Кандымом звали моего свёкра.
— Верно, сакалдаш, — ответил он. — Слушай, сынок Тархан, умных людей, пока сам ума-разума не набрался.
Тархан ответил тихо, и невнятно, я не расслышала.
Снова заговорил свёкор:
— Старики говорят: «Нож свою рукоять не режет», а ты как поступаешь? Ни одной домашней заботе мы не дали коснуться тебя, пока ты учился. Теперь, чтоб не сглазить, стал учёным человеком, учителем. Только очень умный человек может учить других, и тебя в городе по-считали умным, перман[4] выдали с печатью. Мы с матерью радоваться должны, а мы не можем, потому что обижены тобою.
Опять Тархан ответил что-то отцу — и снова я ничего не разобрала, как ни папрягала слух. Я сняла туфли, чтобы случайно не стукнуть каблуком о камень. Комары кусали немилосердно, однако я терпела, только с лица сдувала их, а ноги, присев, подолом прикрыла от маленьких кровососов.
— Уважать родителей — долг детей, — наставлял свёкор. — А если ошибся, надо исправлять ошибку. Ты поступил опрометчиво — схватил на улице первую попавшуюся и привёз её в дом родителей, не спросив ни совета их, ни благословения. Разве заслужила этого мать твоя?
— Папа! — Тархан наконец повысил голос. — Я привёз Аню… то есть Алмагуль — не с улицы! Она умная девушка и честная, любит меня, и я…
— Тебе не стыдно прерывать отца? — не дала ему договорить свекровь. — Вот послушай мудрую притчу. У одного легковерного, вроде тебя, была жена. Красивая. Умная. Да только ум её не в ту сторону смотрел — все ловчилась, как бы это мужа покрепче к рукам прибрать. И прибрала! До того прибрала, что приказывает ему: «Иди, вырви сердце у своей матери и принеси мне». Заплакал глупый парень, но пошёл и сделал, как ему жена-злодейка велела. На обратном пути спешил, споткнулся о камень, упал. А материнское сердце и спрашивает у него: «Не ушибся ли ты, сынок?» Я не сравниваю тебя, Тархан-джан, с тем глупым парнем, но поступаешь ты не намного умнее, когда к жене прислушиваешься, а родителей слушать не желаешь. В народе говорят, что если всё женское коварство на ишака погрузить, он на брюхо ляжет, ноги у него не выдержат.

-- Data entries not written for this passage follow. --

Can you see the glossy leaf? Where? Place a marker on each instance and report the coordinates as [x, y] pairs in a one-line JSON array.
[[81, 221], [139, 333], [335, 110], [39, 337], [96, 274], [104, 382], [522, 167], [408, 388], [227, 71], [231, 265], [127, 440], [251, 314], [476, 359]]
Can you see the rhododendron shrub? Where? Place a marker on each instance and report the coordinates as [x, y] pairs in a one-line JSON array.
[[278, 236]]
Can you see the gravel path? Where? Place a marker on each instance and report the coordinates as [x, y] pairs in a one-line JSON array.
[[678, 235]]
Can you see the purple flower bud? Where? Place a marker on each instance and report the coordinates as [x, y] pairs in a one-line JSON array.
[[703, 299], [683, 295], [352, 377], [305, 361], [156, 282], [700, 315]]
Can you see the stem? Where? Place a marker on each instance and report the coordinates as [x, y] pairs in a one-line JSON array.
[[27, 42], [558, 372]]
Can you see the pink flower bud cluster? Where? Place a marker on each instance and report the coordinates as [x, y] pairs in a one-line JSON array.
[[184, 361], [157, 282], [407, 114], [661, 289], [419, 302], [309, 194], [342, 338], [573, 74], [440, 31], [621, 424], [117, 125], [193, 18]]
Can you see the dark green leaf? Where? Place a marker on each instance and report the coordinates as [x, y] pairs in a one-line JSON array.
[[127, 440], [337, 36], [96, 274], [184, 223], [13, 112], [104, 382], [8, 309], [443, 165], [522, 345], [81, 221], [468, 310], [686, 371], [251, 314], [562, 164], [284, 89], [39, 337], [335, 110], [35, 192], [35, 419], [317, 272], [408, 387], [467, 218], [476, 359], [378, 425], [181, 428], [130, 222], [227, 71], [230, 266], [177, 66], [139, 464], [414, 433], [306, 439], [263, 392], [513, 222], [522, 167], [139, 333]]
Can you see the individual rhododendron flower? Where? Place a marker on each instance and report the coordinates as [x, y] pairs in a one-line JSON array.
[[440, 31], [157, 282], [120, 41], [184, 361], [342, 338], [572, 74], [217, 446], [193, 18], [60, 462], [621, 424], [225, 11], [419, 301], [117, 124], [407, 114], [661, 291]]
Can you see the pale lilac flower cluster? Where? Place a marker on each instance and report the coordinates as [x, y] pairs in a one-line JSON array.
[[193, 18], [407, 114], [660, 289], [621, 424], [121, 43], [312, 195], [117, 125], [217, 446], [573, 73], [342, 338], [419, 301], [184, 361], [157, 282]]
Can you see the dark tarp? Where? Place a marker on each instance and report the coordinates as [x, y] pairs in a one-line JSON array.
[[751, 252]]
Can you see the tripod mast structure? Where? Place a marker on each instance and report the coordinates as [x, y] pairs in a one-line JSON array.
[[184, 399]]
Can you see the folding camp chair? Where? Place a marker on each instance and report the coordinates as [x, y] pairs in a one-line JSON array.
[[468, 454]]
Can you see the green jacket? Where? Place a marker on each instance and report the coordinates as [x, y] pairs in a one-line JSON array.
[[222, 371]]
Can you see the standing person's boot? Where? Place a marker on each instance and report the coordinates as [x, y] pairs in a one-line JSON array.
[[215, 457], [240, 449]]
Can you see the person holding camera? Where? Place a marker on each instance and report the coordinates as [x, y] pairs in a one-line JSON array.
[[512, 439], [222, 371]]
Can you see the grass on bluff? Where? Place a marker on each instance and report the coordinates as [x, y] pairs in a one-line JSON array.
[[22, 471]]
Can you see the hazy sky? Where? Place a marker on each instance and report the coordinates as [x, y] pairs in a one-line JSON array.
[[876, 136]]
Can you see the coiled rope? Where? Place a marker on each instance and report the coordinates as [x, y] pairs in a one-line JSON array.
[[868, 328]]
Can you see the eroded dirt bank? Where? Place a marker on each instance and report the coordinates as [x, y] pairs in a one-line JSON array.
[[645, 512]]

Вот-вот, подумала я, правильно говоришь, свекровушка, о себе говоришь, да только твоё коварство и тремя верблюдами не увезти, куда уж тут бедному ишаку!
— Нельзя так, мама, — сказал Тархан, но я не услышала твёрдости в его голосе, робкий был голос, шаткий, как у ребёнка, который хочет настоять на своём и в то же время понимает, что сейчас получит подзатыльник. — Нельзя… Алмагуль живой человек, не сделала вам ничего дурного, любит вас…
— А мы не любим её! — жёстко произнёс свёкор. — Как я понял, уши твои закрыты для добрых увещеваний. У всех сыновья как сыновья, один ты стремишься разрушить построенное отцовскими руками. Моё слово таково! До сих пор мы обходились без тебя, не умерли от голода и жажды. С помощью аллаха и впредь проживём. А тебя — вроде вообще нет.